Limitations on punishment and availability of excuse, which should provide key safeguards in the criminal system, can instead pose major obstacles to the administration of justice. The decision in State v. Norman illustrates two problems: first, a logical problem with implications of principle and rationale; and second, a problem of unjustified punishment. In Norman, the defendant suffered battered woman syndrome, resulting from years of physical abuse by her husband, the deceased. Throughout 20 years of their marriage, the husband abused alcohol. After he got drunk, he frequently assaulted the defendant. He was also unemployed most of the time, so he coerced her into prostitution with violence. On a few occasions, the husband humiliated the defendant by forcing her to bark like a dog and then eat pet food out of a pet’s bowl. The abuse culminated in a severe beating that led her to call the police, who refused to arrest the husband unless she filed a complaint. She feared that her husband would kill her if she got him arrested. Right after the police left, she attempted suicide by swallowing a bottle of pills. When paramedics came to her aid, her husband intervened, insisting that they let her die. Next day, after the defendant was released from the hospital, she went to social service to sign up for welfare, so she can stop prostituting.
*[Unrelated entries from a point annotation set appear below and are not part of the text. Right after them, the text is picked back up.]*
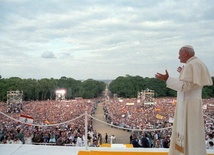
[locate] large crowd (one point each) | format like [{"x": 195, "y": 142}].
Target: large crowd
[
  {"x": 153, "y": 120},
  {"x": 150, "y": 122}
]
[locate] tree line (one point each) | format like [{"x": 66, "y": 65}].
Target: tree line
[
  {"x": 44, "y": 89},
  {"x": 128, "y": 86},
  {"x": 123, "y": 86}
]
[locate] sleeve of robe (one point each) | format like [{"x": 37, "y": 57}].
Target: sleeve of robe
[{"x": 178, "y": 85}]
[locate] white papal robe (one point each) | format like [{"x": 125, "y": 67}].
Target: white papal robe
[{"x": 188, "y": 135}]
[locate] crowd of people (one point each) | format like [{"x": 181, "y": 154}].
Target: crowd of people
[
  {"x": 48, "y": 117},
  {"x": 153, "y": 121},
  {"x": 144, "y": 122}
]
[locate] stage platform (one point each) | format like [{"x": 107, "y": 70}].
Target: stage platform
[{"x": 116, "y": 149}]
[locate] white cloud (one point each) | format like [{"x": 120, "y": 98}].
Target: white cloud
[{"x": 101, "y": 39}]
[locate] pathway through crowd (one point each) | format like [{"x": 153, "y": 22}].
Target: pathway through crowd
[{"x": 122, "y": 137}]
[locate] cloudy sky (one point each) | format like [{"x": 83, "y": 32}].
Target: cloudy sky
[{"x": 102, "y": 39}]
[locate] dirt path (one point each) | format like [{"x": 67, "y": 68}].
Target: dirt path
[{"x": 122, "y": 137}]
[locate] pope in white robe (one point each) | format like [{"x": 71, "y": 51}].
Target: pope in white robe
[{"x": 188, "y": 134}]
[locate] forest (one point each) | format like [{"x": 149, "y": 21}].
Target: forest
[{"x": 123, "y": 86}]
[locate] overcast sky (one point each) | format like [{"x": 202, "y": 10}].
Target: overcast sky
[{"x": 102, "y": 39}]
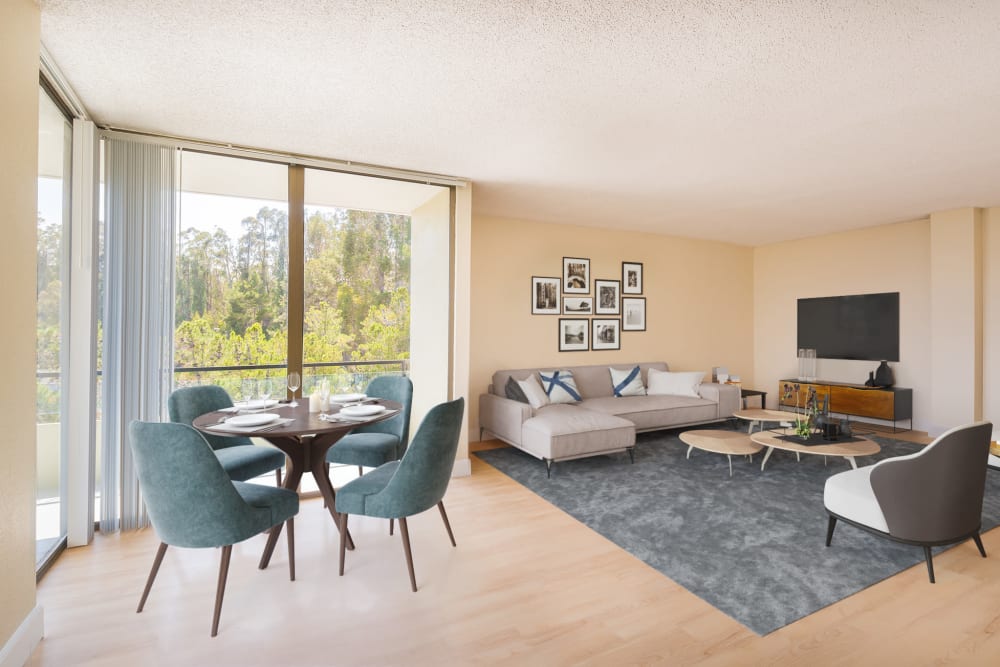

Her husband followed her there, dragged her home, threatened to kill her, and continued his abuse with more punching, kicking, and cigarette burns. That evening, the defendant shot her sleeping husband to death. When asked why she killed her husband, she said “I was scared when he took me to the truck stop that night (to prostitute) it was going to be worse than he had ever been … even if it means going to prison[,] [i]t's better than living in that. That's worse hell than anything.”

A Logical Problem

In North Carolina, a jury may acquit a defendant on the grounds of perfect self defense when, at the time of the killing, the defendant believed that it was necessary to kill the victim to save herself from “imminent death or great bodily harm.”. In Norman, the court defined “imminent” as “immediate danger, such as must be instantly met, such as cannot be guarded against by calling for the assistance of others or the protection of the law.” The decision, then, in endorsing this definition, interpreted the “danger being instantly met” as the danger being instant in fact, which are the threat imposed by the husband’s action at that particular moment. Since the husband was sleeping, the court found that no imminent danger was present and rejected self-defense. A more sensible approach in granting the self defense, if “imminent” is to be defined by how instantly a danger must be responded to, is to focus on the defendant. The inquiry should be into the defendant's perception of the necessity of her own imminent action, rather than the actions that the husband would take at that particular moment. The question should have at least gone to the jury, who could have found that the defendant believed her instantaneous action was necessary to meet the danger the abusive husband presented and her belief was reasonable because it was foreseeable that the husband would force her to prostitute and inflict serious bodily injury on her the same night. While this standard would not extend the defense to any defendant who thought that death was inevitable at some indeterminate future point, it would extend it to those for whom the necessity to act in that moment was essential for survival.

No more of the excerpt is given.